Details
The aix360 project's data management subsystem provides a standardized interface for various datasets, ensuring they are readily available and pre-processed for use with explainability algorithms. This subsystem is primarily composed of specialized dataset handlers, each tailored to a specific data type or source, such as tabular (CDC), image (CIFAR, MNIST), time-series (Climate), and natural language inference (e-SNLI) datasets. A unique aspect is the synthetic data generation capability for the TED framework, where the GenerateData.py script produces data that is then loaded and managed by the TEDDataset component. Each dataset component is responsible for data ingestion, format conversion, and initial preparation, ensuring consistency and ease of integration with downstream explainability models.
aix360.datasets.cdc_dataset
Handles loading and initial processing of CDC (Centers for Disease Control) datasets, including format conversions, data ingestion, and initial processing/preparation.
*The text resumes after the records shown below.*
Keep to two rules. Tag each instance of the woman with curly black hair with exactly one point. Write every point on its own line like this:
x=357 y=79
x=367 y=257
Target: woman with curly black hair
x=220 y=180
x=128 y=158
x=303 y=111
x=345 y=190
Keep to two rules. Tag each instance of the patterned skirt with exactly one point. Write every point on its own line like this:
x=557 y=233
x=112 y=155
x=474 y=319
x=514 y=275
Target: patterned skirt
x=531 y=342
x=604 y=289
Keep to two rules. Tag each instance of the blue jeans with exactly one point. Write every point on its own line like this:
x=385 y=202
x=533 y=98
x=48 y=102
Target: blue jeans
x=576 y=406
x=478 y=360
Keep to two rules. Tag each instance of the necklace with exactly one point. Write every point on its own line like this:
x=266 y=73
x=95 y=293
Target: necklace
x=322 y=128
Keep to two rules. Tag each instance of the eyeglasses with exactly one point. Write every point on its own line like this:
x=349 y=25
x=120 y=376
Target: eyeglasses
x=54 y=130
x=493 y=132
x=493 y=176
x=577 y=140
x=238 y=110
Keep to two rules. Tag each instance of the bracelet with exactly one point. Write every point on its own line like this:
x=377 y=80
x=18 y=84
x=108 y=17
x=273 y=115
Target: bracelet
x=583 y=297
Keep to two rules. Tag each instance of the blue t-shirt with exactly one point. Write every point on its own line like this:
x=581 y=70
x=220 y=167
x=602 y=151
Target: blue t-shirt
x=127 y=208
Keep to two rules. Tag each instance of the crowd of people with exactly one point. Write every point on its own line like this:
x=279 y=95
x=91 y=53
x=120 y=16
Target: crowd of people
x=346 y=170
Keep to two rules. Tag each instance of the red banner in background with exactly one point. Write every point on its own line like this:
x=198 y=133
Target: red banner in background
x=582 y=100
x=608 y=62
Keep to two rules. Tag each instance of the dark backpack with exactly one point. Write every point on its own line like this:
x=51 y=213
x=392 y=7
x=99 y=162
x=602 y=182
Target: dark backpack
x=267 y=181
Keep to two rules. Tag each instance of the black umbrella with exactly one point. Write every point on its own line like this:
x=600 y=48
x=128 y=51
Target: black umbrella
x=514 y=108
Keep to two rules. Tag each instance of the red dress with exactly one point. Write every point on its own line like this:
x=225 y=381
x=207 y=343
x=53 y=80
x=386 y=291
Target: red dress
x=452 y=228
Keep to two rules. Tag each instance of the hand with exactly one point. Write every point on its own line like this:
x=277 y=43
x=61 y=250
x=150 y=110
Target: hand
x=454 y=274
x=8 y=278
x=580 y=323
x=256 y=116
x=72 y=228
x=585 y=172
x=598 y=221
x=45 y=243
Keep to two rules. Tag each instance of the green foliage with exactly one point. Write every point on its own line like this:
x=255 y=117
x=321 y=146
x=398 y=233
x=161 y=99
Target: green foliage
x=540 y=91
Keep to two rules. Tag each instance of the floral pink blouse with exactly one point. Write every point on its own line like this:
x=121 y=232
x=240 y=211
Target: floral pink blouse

It acts as a specialized adapter for this specific type of tabular data.
aix360.datasets.cifar_dataset
Manages downloading and processing of CIFAR image datasets (e.g., CIFAR-10, CIFAR-100), including data ingestion, format conversion, and initial processing/preparation. This component specializes in image data handling.
aix360.datasets.climate_dataset
Focuses on loading and normalizing climate time-series data, including data ingestion, format conversion, and initial processing/preparation. It is tailored for sequential, time-dependent data.
aix360.datasets.esnli_dataset
Provides functionality to retrieve and manage examples from the e-SNLI (extended Stanford Natural Language Inference) dataset, including data ingestion, format conversion, and initial processing/preparation. This component specializes in natural language inference data.
aix360.datasets.mnist_dataset
Responsible for extracting image data and labels from the MNIST dataset, including data ingestion, format conversion, and initial processing/preparation. Similar to CIFAR, it's an image data specialist.
aix360/data/ted_data/GenerateData.py
This Python script is responsible for generating synthetic data, including features, labels, and explanations, specifically for the TED framework. It creates a controlled environment for testing and demonstrating explainability algorithms.
aix360.datasets.ted_dataset
Manages the loading and initial processing of the TED (Teaching AI to Explain its Decisions) dataset. It provides functionality to read the generated synthetic data (features, labels, and explanations) into a usable format for models and explainability algorithms.